Regex – Regular Expression with findstr (ms-dos)

dosregex

I am trying to use ms-dos command findstr to find a string and eliminate it from the file.

At the moment I can find an explicit string but I am really struggling with regular expressions.
The file looks something like the below:

PLs - TULIP Report  
Output_Format, PLS - TULIP REPORT  
NUMLINES,    110907
VARIABLE_TYPES,T1,T8,I,T9,T2,N,N,N  
[[data below]]

The file is an export from some system and annoyingly has that header in it – so I would like to clean it before using SQL Loader to bring it into an Oracle database.
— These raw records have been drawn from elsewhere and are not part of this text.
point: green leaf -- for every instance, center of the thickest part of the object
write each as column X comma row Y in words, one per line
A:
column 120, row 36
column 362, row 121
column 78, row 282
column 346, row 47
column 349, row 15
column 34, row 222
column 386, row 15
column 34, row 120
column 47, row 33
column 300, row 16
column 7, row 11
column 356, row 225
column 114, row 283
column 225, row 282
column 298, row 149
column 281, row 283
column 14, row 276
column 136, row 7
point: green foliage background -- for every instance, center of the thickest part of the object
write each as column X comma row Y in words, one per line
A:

There's more than just the one file and all would have the same type of header but ever so slightly different in every file.
Although I am happy to first remove the first 2 lines using hardcoded values, e.g.:

findstr /v "PLs - TULIP Report" "c:\myfiles\file1.PRO"  > "c:\myfiles\file1.csv"</code><br>
findstr /v "Output_Format, PLS - TULIP REPORT" "c:\myfiles\file1.csv" > "c:\myfiles\file2.csv"

(note how I do that in 2 steps – any suggestions to make this happen in a single step, would be massivelly appreciated)
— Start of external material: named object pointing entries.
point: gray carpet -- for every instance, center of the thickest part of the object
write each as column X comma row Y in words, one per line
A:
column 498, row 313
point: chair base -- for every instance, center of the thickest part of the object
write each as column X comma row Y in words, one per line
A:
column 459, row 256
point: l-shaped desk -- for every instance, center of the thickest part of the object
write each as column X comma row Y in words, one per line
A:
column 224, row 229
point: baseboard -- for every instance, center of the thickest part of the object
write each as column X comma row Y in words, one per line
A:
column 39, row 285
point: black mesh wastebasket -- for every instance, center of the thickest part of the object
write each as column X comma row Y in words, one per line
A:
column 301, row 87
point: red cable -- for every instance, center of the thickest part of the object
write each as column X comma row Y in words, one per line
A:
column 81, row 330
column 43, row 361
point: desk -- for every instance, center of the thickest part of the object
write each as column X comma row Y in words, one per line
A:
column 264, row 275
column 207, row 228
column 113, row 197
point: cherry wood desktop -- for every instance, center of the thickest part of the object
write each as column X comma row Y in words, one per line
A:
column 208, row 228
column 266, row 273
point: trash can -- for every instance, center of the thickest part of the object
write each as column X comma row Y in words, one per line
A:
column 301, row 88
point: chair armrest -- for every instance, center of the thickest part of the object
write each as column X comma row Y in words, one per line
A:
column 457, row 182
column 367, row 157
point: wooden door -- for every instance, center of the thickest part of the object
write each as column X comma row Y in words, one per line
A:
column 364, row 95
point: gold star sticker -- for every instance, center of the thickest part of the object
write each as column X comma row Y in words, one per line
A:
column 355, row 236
The third line is mnore complicated for me, it will always be in that format:

NUMLINES,    110907

except that the number at the end would be different for each file. So how do I get to find this entire line using a regular expression? I have tried:

findstr /v /b /r "\D+ \s+ \d+"

but without any luck.

FYI, the data in [[data below]] looks like

*,"00000161",456823,"017896532","FU",23.95,3.34,20.61

etc ..
Obviously, I do not want to modify the data area.
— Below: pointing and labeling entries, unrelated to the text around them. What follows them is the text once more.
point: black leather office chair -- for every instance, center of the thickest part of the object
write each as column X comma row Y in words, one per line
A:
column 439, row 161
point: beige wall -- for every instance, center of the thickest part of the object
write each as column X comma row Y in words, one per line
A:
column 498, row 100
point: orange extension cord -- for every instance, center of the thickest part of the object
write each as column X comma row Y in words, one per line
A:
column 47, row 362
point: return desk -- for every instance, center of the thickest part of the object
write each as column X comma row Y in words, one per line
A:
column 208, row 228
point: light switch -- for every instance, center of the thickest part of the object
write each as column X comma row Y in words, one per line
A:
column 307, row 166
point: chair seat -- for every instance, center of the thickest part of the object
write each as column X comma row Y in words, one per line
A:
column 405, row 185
I hope the above makes sense,

Thanks

Best Answer

You must exclude single lines, findstr cannot match multiple lines. Just separate the different regexes with a space

findstr /r /b /v "NUMLINES PLs Output_Format" *.txt 
                  ^regex1  ^2  ^3

Specifying /b allows you to find matches only at the beginning of the lines and /v excludes those lines.

EDIT:

Of course the usage is

 findstr /r /b /v "NUMLINES PLs Output_Format" yourfile > yourtarget

And in yourtarget you will find the data of yourfile except the lines excluded by the regex.

EDIT 2:

Based on your comments you need just to add VARIABLE_TYPES to your regex making it

findstr /r /b /v "NUMLINES PLs Output_Format VARIABLE_TYPES" yourfile > yourtarget

This is the way to complete the whole operation in one single instruction.